Central analyses need central data
Value added from big data is often achieved for a business only when most or even all sources of enterprise data are integrated. Initially it is not the amount of data that is significant, but rather the informational content of the data in relation to concrete requirements.
At the beginning, a clear use case and business case must be written in order to define what the company expects to achieve through big data integration. Of course, data quality plays a key role when integrating many different sources of data. Thus data cleansing and data stewardship must be integral elements of the big data project from the very start.

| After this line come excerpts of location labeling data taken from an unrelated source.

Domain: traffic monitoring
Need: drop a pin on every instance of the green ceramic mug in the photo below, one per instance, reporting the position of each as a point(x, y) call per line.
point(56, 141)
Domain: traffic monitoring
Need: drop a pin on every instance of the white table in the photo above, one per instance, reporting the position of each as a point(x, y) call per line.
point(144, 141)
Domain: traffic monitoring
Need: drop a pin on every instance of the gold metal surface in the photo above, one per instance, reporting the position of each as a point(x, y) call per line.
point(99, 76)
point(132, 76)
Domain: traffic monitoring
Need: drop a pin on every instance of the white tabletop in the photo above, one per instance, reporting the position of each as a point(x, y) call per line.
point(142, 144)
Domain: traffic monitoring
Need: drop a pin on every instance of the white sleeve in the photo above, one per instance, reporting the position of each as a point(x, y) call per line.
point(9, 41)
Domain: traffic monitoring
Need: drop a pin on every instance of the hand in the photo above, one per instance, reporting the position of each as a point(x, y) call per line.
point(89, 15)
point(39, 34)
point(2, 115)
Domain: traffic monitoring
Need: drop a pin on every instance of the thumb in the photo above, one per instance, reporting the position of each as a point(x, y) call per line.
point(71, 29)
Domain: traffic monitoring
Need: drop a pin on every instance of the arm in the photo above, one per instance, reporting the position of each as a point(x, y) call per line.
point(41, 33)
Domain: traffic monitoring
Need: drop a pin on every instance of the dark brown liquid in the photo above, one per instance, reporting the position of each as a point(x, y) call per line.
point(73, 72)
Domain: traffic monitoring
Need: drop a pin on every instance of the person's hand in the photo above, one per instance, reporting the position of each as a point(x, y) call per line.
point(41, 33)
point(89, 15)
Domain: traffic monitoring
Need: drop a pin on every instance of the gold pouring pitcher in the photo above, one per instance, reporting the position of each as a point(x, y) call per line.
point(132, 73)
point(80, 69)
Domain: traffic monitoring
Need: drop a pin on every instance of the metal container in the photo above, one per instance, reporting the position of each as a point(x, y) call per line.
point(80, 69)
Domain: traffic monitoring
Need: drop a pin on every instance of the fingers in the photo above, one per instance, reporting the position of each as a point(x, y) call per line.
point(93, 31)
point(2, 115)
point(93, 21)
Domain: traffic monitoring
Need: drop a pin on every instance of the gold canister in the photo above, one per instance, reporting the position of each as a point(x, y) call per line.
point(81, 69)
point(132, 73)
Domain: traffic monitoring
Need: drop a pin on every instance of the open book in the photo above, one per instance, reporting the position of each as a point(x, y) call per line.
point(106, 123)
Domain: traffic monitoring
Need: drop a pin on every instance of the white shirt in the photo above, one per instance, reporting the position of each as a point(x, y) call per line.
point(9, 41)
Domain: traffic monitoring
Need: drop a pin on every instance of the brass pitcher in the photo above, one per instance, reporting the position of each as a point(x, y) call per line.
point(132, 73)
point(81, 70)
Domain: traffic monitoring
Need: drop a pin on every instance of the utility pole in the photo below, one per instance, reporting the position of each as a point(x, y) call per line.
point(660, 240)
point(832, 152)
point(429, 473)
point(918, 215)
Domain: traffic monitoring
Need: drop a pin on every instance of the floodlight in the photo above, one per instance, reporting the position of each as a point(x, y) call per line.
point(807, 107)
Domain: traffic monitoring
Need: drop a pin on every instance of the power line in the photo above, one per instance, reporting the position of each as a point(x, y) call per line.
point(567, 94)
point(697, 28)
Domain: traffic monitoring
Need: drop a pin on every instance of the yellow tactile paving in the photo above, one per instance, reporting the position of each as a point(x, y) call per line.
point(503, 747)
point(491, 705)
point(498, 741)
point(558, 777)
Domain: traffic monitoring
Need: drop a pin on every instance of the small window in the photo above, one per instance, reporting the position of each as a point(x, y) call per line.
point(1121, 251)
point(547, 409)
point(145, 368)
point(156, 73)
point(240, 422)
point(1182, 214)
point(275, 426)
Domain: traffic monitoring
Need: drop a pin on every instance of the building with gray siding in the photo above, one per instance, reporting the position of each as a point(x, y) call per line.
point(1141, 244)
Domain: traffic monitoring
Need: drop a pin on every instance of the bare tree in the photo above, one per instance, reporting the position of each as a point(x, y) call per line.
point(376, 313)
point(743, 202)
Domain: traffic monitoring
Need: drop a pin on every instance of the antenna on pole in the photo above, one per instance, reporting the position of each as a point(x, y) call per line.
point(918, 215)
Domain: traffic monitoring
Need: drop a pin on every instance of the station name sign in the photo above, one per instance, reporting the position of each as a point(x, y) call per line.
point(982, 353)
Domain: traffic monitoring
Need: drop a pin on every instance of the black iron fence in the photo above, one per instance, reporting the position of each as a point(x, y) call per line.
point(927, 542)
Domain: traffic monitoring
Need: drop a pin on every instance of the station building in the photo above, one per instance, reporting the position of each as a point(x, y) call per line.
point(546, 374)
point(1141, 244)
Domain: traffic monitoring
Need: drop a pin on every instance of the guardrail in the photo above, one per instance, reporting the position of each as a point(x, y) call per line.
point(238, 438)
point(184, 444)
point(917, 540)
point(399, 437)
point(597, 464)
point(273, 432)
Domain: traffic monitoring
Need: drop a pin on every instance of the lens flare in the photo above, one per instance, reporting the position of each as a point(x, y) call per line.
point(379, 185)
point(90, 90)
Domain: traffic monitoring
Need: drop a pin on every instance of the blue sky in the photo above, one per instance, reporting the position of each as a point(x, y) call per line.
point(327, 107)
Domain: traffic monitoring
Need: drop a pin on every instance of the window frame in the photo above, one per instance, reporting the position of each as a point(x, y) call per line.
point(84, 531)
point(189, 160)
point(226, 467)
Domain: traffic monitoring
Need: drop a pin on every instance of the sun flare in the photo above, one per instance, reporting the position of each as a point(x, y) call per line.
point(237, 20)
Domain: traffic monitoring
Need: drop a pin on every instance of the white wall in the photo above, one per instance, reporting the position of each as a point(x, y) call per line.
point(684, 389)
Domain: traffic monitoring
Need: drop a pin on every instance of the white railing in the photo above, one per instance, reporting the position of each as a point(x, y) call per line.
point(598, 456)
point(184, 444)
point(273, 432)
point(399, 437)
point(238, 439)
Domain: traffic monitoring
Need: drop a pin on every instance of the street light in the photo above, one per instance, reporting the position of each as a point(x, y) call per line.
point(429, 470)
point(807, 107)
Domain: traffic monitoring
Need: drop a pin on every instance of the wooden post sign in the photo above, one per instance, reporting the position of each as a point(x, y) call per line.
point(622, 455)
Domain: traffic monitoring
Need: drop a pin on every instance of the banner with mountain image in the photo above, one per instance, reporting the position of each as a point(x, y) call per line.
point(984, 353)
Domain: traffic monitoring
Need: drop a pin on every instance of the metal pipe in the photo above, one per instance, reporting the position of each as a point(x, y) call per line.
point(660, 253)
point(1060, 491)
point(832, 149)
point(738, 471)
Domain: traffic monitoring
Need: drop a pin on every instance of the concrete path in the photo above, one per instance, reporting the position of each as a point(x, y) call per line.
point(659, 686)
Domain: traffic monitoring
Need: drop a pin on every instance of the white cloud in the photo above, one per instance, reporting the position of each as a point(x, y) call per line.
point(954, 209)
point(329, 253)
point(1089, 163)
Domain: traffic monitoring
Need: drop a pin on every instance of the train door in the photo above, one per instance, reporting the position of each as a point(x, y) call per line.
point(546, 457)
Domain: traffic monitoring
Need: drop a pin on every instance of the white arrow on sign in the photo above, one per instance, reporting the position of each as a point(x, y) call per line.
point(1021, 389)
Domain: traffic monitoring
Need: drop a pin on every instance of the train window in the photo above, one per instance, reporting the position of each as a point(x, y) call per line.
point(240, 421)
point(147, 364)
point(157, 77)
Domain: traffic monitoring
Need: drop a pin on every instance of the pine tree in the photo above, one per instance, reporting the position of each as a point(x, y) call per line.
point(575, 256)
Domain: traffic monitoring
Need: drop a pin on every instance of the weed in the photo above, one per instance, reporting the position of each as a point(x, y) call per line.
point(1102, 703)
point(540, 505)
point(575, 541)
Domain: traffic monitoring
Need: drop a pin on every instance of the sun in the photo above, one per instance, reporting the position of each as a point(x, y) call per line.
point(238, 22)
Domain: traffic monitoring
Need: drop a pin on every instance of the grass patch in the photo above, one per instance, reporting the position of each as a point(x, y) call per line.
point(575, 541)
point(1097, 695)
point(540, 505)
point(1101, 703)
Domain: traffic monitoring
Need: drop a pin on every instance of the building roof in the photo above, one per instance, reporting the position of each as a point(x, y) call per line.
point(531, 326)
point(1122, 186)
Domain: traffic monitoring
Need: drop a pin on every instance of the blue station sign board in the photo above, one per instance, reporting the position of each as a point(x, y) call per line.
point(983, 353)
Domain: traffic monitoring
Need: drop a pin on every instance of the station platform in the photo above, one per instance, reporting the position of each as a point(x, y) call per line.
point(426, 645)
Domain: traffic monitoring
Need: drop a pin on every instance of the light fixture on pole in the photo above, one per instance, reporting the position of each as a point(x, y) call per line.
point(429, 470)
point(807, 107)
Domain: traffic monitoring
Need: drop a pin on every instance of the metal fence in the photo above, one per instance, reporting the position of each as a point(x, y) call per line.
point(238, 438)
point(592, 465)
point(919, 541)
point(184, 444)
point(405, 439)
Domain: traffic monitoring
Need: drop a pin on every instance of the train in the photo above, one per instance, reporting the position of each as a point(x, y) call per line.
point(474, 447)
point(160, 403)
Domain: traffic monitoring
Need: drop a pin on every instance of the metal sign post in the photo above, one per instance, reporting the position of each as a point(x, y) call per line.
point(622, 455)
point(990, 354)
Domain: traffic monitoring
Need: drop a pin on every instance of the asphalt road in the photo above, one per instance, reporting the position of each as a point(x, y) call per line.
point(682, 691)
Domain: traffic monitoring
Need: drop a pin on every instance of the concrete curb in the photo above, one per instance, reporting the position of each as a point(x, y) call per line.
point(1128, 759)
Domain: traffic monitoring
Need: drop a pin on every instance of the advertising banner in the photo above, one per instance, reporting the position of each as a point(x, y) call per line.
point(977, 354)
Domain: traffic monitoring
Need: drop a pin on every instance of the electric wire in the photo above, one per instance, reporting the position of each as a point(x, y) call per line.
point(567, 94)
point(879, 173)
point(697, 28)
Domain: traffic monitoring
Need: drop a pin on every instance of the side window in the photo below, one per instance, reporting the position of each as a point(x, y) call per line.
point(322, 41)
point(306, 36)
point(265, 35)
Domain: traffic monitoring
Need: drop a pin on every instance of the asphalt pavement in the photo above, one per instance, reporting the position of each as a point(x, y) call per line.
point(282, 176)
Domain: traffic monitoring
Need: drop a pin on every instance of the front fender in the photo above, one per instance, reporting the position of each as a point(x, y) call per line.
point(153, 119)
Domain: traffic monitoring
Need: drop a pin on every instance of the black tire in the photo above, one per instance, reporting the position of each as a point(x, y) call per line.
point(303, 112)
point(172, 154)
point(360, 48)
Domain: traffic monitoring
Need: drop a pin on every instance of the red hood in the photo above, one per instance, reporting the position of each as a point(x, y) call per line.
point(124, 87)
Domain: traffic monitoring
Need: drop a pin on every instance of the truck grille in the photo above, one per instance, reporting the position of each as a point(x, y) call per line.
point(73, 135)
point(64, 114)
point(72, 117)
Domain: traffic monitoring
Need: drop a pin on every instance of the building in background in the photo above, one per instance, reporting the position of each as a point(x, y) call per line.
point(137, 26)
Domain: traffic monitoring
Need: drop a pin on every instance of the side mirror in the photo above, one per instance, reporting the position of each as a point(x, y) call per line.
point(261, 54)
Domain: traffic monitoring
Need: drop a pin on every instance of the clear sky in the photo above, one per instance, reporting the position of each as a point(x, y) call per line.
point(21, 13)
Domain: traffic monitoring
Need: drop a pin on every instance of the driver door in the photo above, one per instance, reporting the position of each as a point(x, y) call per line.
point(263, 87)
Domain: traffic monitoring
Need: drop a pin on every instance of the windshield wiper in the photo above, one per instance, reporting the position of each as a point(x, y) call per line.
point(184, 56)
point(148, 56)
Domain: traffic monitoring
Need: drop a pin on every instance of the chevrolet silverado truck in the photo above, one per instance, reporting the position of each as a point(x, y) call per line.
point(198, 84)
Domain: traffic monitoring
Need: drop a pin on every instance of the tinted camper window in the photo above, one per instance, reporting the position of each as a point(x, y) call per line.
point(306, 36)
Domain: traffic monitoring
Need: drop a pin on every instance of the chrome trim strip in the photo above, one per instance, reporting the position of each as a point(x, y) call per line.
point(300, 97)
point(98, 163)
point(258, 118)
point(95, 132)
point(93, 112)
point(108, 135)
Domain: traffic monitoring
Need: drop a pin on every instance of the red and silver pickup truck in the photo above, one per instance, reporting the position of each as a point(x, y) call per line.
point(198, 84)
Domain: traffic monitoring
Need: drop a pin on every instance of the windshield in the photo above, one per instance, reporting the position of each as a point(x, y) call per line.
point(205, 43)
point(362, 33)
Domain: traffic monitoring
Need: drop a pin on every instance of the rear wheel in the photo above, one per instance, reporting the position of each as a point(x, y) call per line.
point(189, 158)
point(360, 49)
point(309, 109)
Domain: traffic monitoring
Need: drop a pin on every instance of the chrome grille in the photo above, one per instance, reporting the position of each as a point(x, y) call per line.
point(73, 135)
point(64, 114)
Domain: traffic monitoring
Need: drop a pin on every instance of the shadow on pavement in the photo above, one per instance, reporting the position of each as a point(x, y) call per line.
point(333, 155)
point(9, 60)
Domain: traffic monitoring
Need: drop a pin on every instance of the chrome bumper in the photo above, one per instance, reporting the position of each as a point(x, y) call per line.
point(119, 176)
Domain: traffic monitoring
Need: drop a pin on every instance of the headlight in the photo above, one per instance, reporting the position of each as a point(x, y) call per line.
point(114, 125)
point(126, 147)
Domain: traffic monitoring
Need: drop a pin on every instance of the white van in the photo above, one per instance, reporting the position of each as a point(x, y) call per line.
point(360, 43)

Experience shows that big data technologies already deliver value added with smaller volumes of data – it doesn’t have to be in the terabyte range. Thanks to the special features of this technology, it is suitable for analyzing smaller data volumes at first, with plenty of headroom to cope with larger volumes in the future as data streams continue to grow.
The wrong question
Data science involves a complex mix of industry know-how, mathematics, statistics and programming skills. These aspects form the basis for the requirements of a big data solution if it is to deliver the results that a business enterprise expects. This is also the reason why the profession of the data scientist has come into being through the proliferation of big data technology. When selecting a qualified candidate for the position of data scientist, for a project or for employment in a business enterprise, it is essential that the candidate has both mathematical and technical background know-how related to big data. Another essential qualification is industry know-how. Specific industry knowledge is absolutely essential when developing a big data use case that matches the business model of an enterprise, and only then can value added be ensured because big data is fundamentally a universal technology that is adapted to specific individual business requirements.
At the same time, big data can only succeed if various experts within an enterprise collaborate effectively – management, specialist departments, sales, IT and data scientists, who often work in the specialist departments but in some companies are part of IT, since they are responsible for the data modeling required for the big data solution. Big data is still a “young” technology. Data scientists and other big data experts are not always readily available today because big data is still a new technology. Enterprises must be aware of this during project planning and when selecting partners.
Good change management is even more important for big data projects than for other IT projects. In fact, change management is frequently the key to success. This does not mean that technical issues have to arise in the project, or that the concept needs to be adapted constantly. But as soon as the first analyses from the big data system are available, new ideas arise quickly as to what can still be analyzed or which data should be integrated. This is where professional change management and release management are required to respond to such developments and cope with the complexity of realizing big data in an enterprise.
Risks can be mitigated by working with an experienced partner. Good change management, which evolves from technical or business aspects, can be provided by an experienced partner involved in the big data project.